In Mathew’s view, two main factors have slowed adoption of private debt by investors in the Middle East: one, low returns relative to private equity; and two, a lack of comfort with debt that was not easily tradable. But he says that with large asset managers such as Pimco and Blackstone, as well as Antares itself, spending a lot of time on education over the past three or four years, the tide is starting to turn.

“Obviously, the region has a lot of capital reserves arising from energy and they need to put that money to work in a more diversified manner than they have up to now,” says Mathew. “Therefore, the alternatives allocation is increasingly not just private equity and real estate but also infrastructure, direct lending and other areas of private credit.”

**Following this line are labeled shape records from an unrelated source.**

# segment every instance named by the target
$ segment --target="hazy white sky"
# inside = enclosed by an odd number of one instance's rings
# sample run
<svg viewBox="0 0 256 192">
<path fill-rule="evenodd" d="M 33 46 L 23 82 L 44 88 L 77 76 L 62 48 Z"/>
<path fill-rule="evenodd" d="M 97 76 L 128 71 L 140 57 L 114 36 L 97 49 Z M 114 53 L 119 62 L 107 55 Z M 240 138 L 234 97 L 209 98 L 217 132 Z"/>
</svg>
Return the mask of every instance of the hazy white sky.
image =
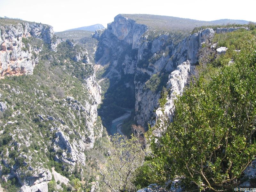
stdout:
<svg viewBox="0 0 256 192">
<path fill-rule="evenodd" d="M 119 13 L 160 15 L 210 21 L 256 21 L 255 0 L 0 0 L 0 16 L 52 26 L 55 31 L 100 23 Z"/>
</svg>

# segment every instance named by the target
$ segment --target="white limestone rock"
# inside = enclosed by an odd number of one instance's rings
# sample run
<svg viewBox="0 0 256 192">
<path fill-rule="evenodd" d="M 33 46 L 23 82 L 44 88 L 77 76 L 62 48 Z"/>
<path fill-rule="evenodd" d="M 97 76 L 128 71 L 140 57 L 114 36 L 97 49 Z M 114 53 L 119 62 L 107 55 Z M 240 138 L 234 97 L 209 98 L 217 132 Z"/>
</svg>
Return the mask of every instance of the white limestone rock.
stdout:
<svg viewBox="0 0 256 192">
<path fill-rule="evenodd" d="M 54 36 L 52 27 L 40 23 L 21 21 L 15 25 L 0 26 L 0 78 L 6 75 L 33 73 L 38 58 L 35 58 L 32 52 L 41 49 L 32 47 L 28 44 L 27 50 L 24 49 L 23 38 L 32 36 L 42 39 L 55 51 L 61 42 Z"/>
<path fill-rule="evenodd" d="M 170 90 L 167 97 L 167 102 L 164 105 L 163 109 L 158 108 L 156 111 L 156 124 L 158 124 L 159 127 L 162 127 L 162 122 L 164 120 L 172 121 L 174 113 L 174 100 L 178 95 L 181 95 L 187 80 L 188 76 L 190 69 L 190 65 L 188 60 L 183 62 L 179 65 L 176 70 L 172 72 L 169 76 L 170 79 L 167 83 L 166 89 Z M 162 127 L 164 129 L 164 127 Z M 155 136 L 160 137 L 161 132 L 159 129 L 156 129 L 153 132 Z"/>
<path fill-rule="evenodd" d="M 221 54 L 225 54 L 227 50 L 228 50 L 228 48 L 227 47 L 220 47 L 217 49 L 216 51 L 217 51 L 217 54 L 221 55 Z"/>
<path fill-rule="evenodd" d="M 6 106 L 6 103 L 2 101 L 0 102 L 0 111 L 4 112 L 7 108 L 7 106 Z"/>
</svg>

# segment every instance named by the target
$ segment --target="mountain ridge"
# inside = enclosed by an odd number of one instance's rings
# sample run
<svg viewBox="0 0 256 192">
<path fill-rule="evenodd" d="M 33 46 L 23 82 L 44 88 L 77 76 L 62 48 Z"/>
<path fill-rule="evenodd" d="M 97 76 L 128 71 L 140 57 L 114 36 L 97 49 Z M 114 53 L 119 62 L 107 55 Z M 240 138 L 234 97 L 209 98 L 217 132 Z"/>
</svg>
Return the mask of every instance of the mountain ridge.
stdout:
<svg viewBox="0 0 256 192">
<path fill-rule="evenodd" d="M 75 30 L 82 30 L 84 31 L 89 31 L 94 32 L 95 30 L 104 28 L 105 28 L 101 24 L 97 24 L 89 26 L 81 27 L 77 28 L 70 29 L 66 31 L 74 31 Z"/>
<path fill-rule="evenodd" d="M 139 24 L 143 24 L 149 28 L 158 29 L 165 31 L 189 31 L 196 27 L 211 25 L 226 25 L 228 24 L 240 25 L 248 24 L 247 21 L 223 19 L 207 21 L 176 17 L 147 14 L 121 14 L 127 19 L 131 19 Z"/>
</svg>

Mathew sees appetite coming both from sophisticated sovereign wealth funds as well as “family office-type capital that is basically institutional but with a family behind it”. These investors are increasingly persuaded by the argument that even relatively safe senior debt can deliver private equity-like double-figure returns while avoiding the volatility often experienced by buyouts. Mathew says around 10 percent of the firm’s capital is currently accounted for by the Middle East but adds that he sees “a lot of potential”.

In Asia-Pacific, too, he thinks education around the asset class may finally be starting to bear fruit.

“Investors there are very meticulous about data and historical track records and really want to understand who the leaders are in a given space.” Mathew hints that an increasing presence in Asia-Pacific is likely for Antares, given that the last two funds raised by the firm have seen it growing its investor base in the region.

Antares’ priorities for 2024 

‘Wealth’ and ‘insurance’ are two words featuring prominently in Antares Capital’s priorities for the year ahead

“So far, we have yet to really focus on wealth capital,” says Mathew. “All of our incoming capital, which continues to grow fairly consistently, has been on the institutional side. You’ll see us having more specific products designed to capture wealth capital in 2024.” 

On insurance, he adds: “We do have insurance company investors but we’ll have a much more focused, deliberate approach to products that are insurance-friendly. We’ve made some hires with insurance expertise, so we’ll be leaning into it more. Strategically, we feel there are a lot of potential synergies and mutually beneficial opportunities between managers and insurers.”